In this example, a Mono that emits the value 1 is transformed by a mapping function that throws an error. The retry operator retries the reactive stream the specified number of times (in this case, 2) when an error occurs. The error occurs the first two times, but the reactive stream continues and emits 1 on the third attempt.

AtomicInteger counter = new AtomicInteger();
Mono.just(1)
    .map(i -> {
        if (counter.getAndIncrement() < 2) {
            throw new RuntimeException("Error");
        }
        return i;
    })
    .retry(2)
    .subscribe(System.out::println);

Common Pitfalls when Using Reactor

Here are some common mistakes that developers make when using Reactor:

  1. Not handling errors properly: Reactor provides various operators to handle errors, but if not used correctly, errors can be propagated in unexpected ways and cause the reactive stream to terminate prematurely.
  2. Not subscribing to reactive types: Reactive types in Reactor are lazy, meaning that they do not start emitting data until they are subscribed to. Failing to subscribe to a reactive type will result in the reactive stream not being executed.
  3. Blocking on reactive types: Reactor is designed to be non-blocking and asynchronous.
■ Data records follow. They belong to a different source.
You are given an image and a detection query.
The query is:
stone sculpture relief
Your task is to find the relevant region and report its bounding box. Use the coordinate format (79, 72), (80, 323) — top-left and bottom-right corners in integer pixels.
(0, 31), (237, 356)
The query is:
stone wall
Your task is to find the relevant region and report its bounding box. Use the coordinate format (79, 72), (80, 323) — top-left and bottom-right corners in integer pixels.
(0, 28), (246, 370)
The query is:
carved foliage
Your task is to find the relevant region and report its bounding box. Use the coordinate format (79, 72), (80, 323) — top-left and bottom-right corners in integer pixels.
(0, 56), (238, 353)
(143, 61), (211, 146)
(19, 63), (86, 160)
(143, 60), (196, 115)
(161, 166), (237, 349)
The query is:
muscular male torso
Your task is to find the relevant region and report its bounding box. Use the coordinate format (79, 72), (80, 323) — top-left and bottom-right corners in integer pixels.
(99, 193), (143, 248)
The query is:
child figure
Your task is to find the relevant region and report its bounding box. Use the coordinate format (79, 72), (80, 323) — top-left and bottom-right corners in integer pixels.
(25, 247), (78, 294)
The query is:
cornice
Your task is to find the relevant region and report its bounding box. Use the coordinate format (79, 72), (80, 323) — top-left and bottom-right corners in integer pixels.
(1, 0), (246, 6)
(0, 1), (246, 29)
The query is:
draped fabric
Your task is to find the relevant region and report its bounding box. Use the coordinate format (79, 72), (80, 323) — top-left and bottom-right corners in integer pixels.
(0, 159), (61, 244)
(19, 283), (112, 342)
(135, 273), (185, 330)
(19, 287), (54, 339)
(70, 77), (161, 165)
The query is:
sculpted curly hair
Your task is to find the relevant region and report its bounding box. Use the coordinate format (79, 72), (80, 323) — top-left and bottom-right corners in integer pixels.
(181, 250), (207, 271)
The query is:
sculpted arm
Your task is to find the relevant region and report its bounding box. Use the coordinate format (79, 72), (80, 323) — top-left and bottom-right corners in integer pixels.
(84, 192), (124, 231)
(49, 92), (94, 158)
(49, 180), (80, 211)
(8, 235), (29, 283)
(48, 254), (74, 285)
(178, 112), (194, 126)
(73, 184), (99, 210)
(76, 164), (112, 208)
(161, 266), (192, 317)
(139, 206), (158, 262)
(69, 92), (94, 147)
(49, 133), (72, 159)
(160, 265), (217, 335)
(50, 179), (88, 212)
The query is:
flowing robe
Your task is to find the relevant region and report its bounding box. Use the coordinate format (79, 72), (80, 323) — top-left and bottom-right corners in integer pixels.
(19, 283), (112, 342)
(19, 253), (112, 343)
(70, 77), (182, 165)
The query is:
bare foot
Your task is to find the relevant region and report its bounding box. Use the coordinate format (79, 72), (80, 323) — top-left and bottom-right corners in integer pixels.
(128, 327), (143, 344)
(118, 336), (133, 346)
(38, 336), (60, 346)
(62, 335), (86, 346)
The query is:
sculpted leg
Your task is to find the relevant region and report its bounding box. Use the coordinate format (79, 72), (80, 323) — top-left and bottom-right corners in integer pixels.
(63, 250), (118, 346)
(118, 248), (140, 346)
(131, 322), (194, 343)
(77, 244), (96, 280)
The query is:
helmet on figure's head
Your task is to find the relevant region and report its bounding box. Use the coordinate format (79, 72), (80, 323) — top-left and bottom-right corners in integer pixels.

Blocking on a reactive type, such as by calling its block() method, defeats the purpose of using a reactive library and can lead to performance issues.
  4. Overusing parallel processing: Reactor provides operators to process data in parallel, but overusing parallel processing can lead to increased memory usage, reduced performance, and increased complexity.
  5. Not using backpressure: Reactor provides backpressure support to control the rate of data emission in reactive streams, but if not used correctly, it can lead to buffer overflow and dropped events.
  6. Not testing reactive code: Reactor provides test support for reactive streams, but not testing reactive code can lead to bugs and unexpected behavior.
  7. Not being mindful of resource cleanup: Reactor provides support for resource cleanup, but failing to cleanup resources can lead to memory leaks and other resource-related issues.

It’s important to be aware of these common mistakes and to take steps to avoid them when using Reactor.